Technologists likes Jaron Lanier point to the importance of the internet’s underlying “packet switching” network architecture. This architecture was inspired in part by the Cold War-era need to build networks that could withstand nuclear attack. The standard networks of the time were hierarchical, like the first telephone systems. They routed data through central switchboards. Attack the switchboard and you disconnect all its connected nodes (e.g., radar sites and missile silos). This weak link could be targeted to disable an entire system. Packet switching addresses this weakness. In such a network, data does not require a fixed connection between two points. Instead, messages are broken into packets, and those packets are sent out into a web of routers that passes them on to other routers on multiple and varied paths to their final destination, with the final recipient reassembling them into the original message. If part of the network is compromised, the packets can be routed through the remaining sections.
What do missile silos have to do with our experience of the internet? This network architecture was designed to free data from the contingencies of geographical space. No particular pathway through the network is crucial; if one is blocked, finding another path is automatic. Once a packet has arrived, the particular route it took is unimportant, and indeed that information is generally discarded. This architecture creates a nonlocal space where the Silicon Valley mantra “information wants to be free” is a fundamental law. As a result, data comes to us from everywhere and our sight is extended far beyond the reach of our hands.

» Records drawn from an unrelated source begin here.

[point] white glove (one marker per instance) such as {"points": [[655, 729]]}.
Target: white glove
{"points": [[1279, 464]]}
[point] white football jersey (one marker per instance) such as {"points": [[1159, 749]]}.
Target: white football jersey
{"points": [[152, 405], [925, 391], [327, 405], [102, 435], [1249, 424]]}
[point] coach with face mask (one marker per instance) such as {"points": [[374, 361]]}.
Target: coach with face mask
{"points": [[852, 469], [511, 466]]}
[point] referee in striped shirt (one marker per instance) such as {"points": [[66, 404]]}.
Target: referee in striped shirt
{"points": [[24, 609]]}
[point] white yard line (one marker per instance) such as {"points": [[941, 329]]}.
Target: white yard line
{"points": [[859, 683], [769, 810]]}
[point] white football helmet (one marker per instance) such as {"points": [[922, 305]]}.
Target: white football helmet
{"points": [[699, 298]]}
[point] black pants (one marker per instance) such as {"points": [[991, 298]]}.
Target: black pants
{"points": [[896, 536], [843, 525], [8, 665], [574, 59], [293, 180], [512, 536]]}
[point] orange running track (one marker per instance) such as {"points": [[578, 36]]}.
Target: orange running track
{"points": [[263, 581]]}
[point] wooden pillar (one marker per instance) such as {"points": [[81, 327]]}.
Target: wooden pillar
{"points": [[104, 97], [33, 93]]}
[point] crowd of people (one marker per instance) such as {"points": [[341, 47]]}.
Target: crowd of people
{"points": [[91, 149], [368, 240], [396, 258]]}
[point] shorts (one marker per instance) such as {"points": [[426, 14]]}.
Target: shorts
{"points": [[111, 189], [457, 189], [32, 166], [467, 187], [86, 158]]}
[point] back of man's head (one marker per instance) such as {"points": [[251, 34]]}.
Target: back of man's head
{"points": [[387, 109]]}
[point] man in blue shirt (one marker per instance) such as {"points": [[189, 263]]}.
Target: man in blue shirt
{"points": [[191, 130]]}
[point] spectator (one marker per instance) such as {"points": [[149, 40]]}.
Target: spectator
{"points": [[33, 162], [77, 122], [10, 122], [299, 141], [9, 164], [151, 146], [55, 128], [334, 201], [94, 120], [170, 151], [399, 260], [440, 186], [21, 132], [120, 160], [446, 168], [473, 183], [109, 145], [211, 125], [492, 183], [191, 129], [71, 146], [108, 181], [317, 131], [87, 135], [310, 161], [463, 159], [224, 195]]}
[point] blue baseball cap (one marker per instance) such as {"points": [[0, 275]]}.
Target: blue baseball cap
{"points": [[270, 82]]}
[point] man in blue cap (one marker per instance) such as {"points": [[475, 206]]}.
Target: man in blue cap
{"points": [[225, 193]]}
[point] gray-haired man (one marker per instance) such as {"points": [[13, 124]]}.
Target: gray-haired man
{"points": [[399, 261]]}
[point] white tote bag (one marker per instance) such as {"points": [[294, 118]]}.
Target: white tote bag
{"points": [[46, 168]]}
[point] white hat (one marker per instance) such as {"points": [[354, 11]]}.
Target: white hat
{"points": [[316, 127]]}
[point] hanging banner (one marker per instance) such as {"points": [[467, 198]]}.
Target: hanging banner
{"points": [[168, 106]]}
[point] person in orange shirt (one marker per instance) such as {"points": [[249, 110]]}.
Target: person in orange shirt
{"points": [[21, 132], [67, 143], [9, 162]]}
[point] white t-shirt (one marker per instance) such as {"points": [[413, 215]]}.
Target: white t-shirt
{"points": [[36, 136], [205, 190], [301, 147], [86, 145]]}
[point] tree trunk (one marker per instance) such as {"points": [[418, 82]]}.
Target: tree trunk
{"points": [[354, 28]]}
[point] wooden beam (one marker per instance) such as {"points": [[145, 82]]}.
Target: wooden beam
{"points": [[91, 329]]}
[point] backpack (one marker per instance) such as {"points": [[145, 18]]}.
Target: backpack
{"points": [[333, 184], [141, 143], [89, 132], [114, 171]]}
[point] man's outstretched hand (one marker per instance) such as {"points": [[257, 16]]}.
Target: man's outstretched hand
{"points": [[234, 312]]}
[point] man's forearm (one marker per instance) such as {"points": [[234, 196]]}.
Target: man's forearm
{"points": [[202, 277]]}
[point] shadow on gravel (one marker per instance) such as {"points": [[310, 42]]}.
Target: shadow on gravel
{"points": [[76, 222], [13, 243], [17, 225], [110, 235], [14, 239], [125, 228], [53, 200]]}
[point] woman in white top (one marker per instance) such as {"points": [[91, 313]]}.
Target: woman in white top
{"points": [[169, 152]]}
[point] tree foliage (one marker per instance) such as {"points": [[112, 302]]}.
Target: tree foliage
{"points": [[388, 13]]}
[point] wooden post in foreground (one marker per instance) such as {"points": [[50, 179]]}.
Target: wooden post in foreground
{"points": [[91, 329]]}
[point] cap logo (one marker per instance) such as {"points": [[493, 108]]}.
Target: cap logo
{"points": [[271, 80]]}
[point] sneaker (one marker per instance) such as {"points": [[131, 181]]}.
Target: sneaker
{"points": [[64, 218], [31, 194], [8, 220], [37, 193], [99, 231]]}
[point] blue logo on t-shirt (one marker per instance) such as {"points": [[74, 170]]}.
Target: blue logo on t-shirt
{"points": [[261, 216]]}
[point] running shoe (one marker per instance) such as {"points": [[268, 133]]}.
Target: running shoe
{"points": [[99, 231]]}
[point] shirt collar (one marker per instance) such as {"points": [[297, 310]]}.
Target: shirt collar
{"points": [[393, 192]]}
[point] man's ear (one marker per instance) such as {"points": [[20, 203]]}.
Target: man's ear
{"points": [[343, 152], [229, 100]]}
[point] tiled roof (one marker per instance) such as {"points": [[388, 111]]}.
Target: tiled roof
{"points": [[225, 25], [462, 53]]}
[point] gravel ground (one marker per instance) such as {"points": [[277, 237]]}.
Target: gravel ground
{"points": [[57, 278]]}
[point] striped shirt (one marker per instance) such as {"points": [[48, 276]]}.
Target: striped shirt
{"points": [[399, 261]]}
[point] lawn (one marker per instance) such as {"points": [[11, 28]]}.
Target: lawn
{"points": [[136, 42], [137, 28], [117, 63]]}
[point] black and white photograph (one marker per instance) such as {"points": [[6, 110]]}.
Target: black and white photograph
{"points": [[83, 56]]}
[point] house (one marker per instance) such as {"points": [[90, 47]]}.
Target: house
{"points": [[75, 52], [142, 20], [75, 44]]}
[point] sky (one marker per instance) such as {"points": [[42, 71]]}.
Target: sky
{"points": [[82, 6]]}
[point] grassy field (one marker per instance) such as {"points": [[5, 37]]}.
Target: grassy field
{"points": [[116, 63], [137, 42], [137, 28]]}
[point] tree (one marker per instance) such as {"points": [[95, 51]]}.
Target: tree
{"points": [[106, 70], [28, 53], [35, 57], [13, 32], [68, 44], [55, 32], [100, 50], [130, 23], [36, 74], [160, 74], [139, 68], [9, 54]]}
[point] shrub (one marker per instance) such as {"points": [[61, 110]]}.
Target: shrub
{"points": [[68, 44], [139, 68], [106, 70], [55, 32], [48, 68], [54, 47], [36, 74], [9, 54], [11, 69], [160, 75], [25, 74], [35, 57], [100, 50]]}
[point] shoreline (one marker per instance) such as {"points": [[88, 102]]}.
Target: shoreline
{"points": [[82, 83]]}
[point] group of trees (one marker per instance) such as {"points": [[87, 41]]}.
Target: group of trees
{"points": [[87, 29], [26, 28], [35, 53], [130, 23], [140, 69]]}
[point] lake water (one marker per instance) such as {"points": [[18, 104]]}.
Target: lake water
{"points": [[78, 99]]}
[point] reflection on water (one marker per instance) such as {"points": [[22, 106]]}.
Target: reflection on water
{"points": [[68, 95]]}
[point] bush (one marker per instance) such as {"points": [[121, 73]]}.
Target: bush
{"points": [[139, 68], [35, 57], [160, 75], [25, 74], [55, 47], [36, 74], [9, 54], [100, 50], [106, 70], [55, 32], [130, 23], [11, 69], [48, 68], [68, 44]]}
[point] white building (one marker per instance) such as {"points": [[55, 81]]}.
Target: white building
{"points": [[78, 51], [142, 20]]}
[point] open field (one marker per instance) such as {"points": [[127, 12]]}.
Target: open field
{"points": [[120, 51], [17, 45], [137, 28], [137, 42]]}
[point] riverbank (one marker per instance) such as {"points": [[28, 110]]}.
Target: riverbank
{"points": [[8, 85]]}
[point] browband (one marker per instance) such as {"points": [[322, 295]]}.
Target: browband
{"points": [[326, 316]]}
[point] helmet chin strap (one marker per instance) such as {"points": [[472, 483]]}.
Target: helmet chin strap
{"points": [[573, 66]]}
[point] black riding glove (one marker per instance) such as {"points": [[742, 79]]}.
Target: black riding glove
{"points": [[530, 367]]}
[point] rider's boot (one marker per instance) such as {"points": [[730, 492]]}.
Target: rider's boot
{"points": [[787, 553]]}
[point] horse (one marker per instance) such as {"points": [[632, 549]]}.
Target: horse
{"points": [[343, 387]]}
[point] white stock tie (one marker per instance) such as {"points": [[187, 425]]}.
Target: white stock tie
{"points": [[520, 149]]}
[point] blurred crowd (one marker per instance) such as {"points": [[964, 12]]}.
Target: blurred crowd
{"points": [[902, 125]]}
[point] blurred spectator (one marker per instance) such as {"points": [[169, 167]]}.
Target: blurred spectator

But the internet as we know it is built in many layers on top of this underlying spatial geometry. The search services, social media and apps we use employ this underlying spatial freedom to facilitate individual choice. This is a result of particular historical decisions. When internet companies were seeking a business model that could convert clicks into profits, they chose to offer “free” services paid for by advertising revenue. Thus began the monitoring of our preferences, messages and social circles in order to personalize the ads we are shown. Google tracks the results we choose so it can filter search results in the future—to better give us what we are searching for. This threatens to structure the information we receive according to our preferences and prejudices. All of this is symbolized well by the empty search engine box: what do you want?
As we receive more and more news through our social media feeds, our informal social circles become de facto editorial boards. In a group of about 20 mostly white young people at a recent lecture, all were familiar with an image of Omran Daqneesh, and about two-thirds had watched the video. Far fewer were familiar with Philando Castile, and only one had watched the video of his death. Both were featured prominently in traditional, edited media sites like newspapers and broadcast networks.
We spend time in internet space even when we are out in the world rather than sitting at a computer. The smartphone was no small revolution. Through mobile phone networks, the internet’s reach expanded into just about all spaces and its depth into the capillary times of our lives. Notifications chime and buzz, calling us to turn to this space and attend to social networks constructed by its logic of choice. As a result, the internet writes over the physical geography in which we as embodied persons ostensibly dwell. We are free to choose to be elsewhere by simply glancing at our phones—and we do much more than glance. The very same day that Philando Castile was killed this summer saw the release of Pokémon Go, the augmented reality sensation that literally overwrites physical reality with an engrossing world of intriguing monsters and engaging competition. Parks and public spaces are now filled with people walking about literally viewing the world through smartphone screens.